Skip site navigation (1)Skip section navigation (2)
Date:      26 Jun 2003 19:49:52 -0000
From:      Nathan Gardner <nathan@inwa.net>
To:        FreeBSD-gnats-submit@FreeBSD.org
Cc:        support@inwa.net
Subject:   i386/54033: Disk lockup.
Message-ID:  <20030626194952.90047.qmail@eclipse.inwa.net>
Resent-Message-ID: <200307021720.h62HK00E069266@freefall.freebsd.org>

next in thread | raw e-mail | index | archive | help

>Number:         54033
>Category:       i386
>Synopsis:       Disk lockup.
>Confidential:   no
>Severity:       serious
>Priority:       medium
>Responsible:    freebsd-i386
>State:          open
>Quarter:        
>Keywords:       
>Date-Required:
>Class:          sw-bug
>Submitter-Id:   current-users
>Arrival-Date:   Wed Jul 02 10:20:00 PDT 2003
>Closed-Date:
>Last-Modified:
>Originator:     Nathan Gardner
>Release:        FreeBSD 4.7-RELEASE i386
>Organization:
InWa.net
>Environment:
System: FreeBSD eclipse 4.7-RELEASE FreeBSD 4.7-RELEASE #1: Tue Jun 24 16:57:46 PDT 2003 nathan@host.inwa.net:/usr/src/sys/compile/eclipse.new i386

host# atacontrol list
ATA channel 0:
    Master:  ad0 <Maxtor 6Y120L0/YAR41VW0> ATA/ATAPI rev 7
    Slave:       no device present
ATA channel 1:
    Master: acd0 <PLEXTOR CD-R PX-320A/1.01> ATA/ATAPI rev 0
    Slave:       no device present
ATA channel 2:
    Master:  ad4 <IC35L080AVVA07-0/VA4OA52A> ATA/ATAPI rev 5
    Slave:   ad5 <IC35L080AVVA07-0/VA4OA52A> ATA/ATAPI rev 5
ATA channel 3:
    Master:      no device present
    Slave:       no device present
host#
>Description:
	After about two weeks processes accessing the single hard disk (/dev/ad0) hang. ps reports that the process status as D for disk write. The processes can not be killed, and do not finish. If the process is system critical this means that the system crashes, and if it is not, then the system needs to be rebooted before the processes will go away and the disk will become accessible again.
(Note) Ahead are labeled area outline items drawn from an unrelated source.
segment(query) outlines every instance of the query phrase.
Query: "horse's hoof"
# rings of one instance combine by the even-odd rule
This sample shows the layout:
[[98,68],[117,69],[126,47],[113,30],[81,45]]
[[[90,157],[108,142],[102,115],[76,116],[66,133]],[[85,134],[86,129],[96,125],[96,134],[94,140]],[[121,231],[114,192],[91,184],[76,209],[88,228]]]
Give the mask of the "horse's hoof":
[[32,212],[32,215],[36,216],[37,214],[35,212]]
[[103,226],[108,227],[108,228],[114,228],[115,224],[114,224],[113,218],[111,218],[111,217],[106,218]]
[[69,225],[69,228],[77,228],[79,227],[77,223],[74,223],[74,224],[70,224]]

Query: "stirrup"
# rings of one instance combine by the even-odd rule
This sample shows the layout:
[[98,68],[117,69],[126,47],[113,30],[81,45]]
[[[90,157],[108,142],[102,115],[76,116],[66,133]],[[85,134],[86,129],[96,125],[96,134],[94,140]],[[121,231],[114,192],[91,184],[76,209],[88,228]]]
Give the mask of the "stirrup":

When the system comes back up, the drive seems to work fine, and I have not found anything in my logs to show what the cause of the problem might be.
	I had been using the drive for swap and backup (via tar), but after several crashes, I moved swap off the drive. Now it just does backups, which do not cause the whole system to crash.
	The current drive is the second hard drive I have tried. The first one was also a Maxtor drive (although it was an 80GB drive whereas the new one is 120GB). I assumed that this error was hardware related, so I swapped it out, and brought it home for testing. The manufacturers tests show that there is nothing wrong with the drive. I have not, as yet, been able to try the system with a drive by a different manufacturer. 
	Because the processes hang in disk writes, I haven't been able to figure out what is causing the crash with any more certainty. Once one process hangs, any other processes that try to access the drive do the same. 

>How-To-Repeat:
	Use Maxtor drive regularly for a couple weeks for backups. Watch hang, reboot. 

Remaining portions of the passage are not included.